Here is some of what they said:
“We know that the U.S. spends much more than other countries that have universal health care. The U.S. spends $3.2 trillion a year on health care, and under Medicare for All, the cost savings would more than offset the cost increase of making health care universal, including lower drug pricing, uniform Medicare rates and better use of preventative care,” said Jeannette Wicks-Lim, economics research professor at the Political Economy Research Institute, University of Massachusetts, Amherst. “The central question isn’t ‘Can we afford it?’ It’s ‘Do we have the political will?’”
“Our press needs to understand and expose how terribly unfair, inefficient and overly costly our system is right now. Our current monopolized system makes no sense as we are spending a fortune on health while other advanced countries are spending much less and getting better outcomes. We just have given license to a lobby that is so powerful and funds politicians that protect the status quo,” said Jeffrey Sachs, an economics professor and director of the Center for Sustainable Development at Columbia University. “We have an uproar in our press that Medicare for All is ‘impossible.’ Yet what is being proposed with Medicare for All isn’t radical at all. In fact, it’s mainstream everywhere else in the advanced world, and the countries are seeing better outcomes and lower costs.”
“When it comes to health insurance premiums, the secretary pays the same as the executive. This is one of the many ways the current health care system disproportionately hurts lower-income Americans,” said Emmanuel Saez, an economics professor at the University of California, Berkeley. “A transition to Medicare for All could generate the biggest pay raise in a generation for American workers and help reduce income inequality.”
“While employers pay a large share of insurance premiums, workers are actually paying the entire thing through a reduction in their take-home pay,” said Gabriel Zucman, an economics professor at the University of California, Berkeley. “With Medicare for All, these premium “taxes” will no longer be hidden from workers, and Americans will know exactly where their money is going.”
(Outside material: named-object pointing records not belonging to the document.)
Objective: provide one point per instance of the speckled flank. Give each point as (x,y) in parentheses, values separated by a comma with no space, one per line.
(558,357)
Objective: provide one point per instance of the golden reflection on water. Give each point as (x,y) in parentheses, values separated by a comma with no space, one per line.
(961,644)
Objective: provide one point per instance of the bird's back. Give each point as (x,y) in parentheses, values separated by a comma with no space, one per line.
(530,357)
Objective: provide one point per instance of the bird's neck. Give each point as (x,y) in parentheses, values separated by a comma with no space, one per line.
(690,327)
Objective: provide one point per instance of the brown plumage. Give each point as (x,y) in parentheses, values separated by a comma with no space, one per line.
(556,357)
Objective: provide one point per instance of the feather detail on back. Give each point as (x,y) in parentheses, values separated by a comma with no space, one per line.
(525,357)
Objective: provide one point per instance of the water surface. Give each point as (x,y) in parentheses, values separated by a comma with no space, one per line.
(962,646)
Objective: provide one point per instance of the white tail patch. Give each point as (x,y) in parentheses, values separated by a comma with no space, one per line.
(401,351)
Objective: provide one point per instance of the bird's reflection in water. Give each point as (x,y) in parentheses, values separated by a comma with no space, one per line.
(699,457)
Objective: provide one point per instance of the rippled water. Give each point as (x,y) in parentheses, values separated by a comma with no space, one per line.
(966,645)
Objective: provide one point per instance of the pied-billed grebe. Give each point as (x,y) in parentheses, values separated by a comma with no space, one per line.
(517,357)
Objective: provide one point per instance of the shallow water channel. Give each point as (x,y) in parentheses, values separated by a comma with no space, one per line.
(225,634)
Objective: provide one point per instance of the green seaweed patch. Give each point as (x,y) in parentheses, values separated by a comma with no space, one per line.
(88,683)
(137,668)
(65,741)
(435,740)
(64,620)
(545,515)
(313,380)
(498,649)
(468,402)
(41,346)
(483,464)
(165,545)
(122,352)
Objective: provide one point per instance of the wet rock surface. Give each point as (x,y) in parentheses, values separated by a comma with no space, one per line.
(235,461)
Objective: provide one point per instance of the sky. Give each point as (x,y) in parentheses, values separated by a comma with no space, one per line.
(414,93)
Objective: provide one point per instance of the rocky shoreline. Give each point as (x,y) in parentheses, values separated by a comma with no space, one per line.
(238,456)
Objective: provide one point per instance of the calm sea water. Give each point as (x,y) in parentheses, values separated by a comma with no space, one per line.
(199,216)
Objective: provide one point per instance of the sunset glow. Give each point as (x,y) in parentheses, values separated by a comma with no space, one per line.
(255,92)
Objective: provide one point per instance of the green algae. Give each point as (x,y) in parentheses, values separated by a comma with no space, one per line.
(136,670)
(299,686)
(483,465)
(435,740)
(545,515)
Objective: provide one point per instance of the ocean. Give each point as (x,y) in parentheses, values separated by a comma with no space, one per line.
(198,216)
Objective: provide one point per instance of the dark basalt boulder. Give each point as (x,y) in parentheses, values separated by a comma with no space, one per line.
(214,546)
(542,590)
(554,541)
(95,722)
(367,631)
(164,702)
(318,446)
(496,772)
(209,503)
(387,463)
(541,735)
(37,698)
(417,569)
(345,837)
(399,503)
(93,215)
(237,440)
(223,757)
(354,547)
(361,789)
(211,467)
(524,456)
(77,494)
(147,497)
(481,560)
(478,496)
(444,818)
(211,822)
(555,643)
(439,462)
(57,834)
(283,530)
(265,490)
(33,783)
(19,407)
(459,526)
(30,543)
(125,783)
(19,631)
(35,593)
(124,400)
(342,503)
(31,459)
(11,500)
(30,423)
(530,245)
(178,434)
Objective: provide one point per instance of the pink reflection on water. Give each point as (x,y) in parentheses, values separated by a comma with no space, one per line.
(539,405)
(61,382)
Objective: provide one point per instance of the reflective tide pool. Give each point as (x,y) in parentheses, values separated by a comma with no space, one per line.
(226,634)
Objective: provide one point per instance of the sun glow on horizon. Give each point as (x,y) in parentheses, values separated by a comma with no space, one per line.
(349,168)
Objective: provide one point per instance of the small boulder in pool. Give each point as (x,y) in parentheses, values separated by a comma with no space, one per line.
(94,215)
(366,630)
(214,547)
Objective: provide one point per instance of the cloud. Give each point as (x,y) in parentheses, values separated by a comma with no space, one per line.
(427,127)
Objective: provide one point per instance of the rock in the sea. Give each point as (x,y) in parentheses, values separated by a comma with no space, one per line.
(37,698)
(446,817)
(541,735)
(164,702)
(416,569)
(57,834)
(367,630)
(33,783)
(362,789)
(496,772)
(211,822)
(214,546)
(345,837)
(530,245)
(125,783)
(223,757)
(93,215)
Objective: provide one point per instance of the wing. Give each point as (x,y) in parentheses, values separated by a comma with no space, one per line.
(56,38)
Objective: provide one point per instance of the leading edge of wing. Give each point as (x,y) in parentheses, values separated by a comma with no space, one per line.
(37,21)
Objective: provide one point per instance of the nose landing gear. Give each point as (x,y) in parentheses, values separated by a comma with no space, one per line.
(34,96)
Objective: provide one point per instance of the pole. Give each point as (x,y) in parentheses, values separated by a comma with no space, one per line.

“We spend 18% of our GDP each year on health care – almost double per person compared to most other nations – and our costs are only increasing. This makes Medicare for All not only a human and a moral imperative, but also an economic imperative,” said Jayapal. “Our current health system, designed to line the pockets of for-profit companies, is a massive anchor that drags down our economy. Medicare for All, on the other hand, would actually guarantee comprehensive coverage for everyone and bring down overall health expenditures – saving American families money and allowing businesses to compete and thrive in the global economy.”
More than 250 economists have signed a public statement supporting Medicare for All, noting that “health care is not a service that follows standard market rules” and that “public financing for health is not a matter of raising new money for health care, but of reducing total health care outlays and distributing payments more equitably and efficiently.”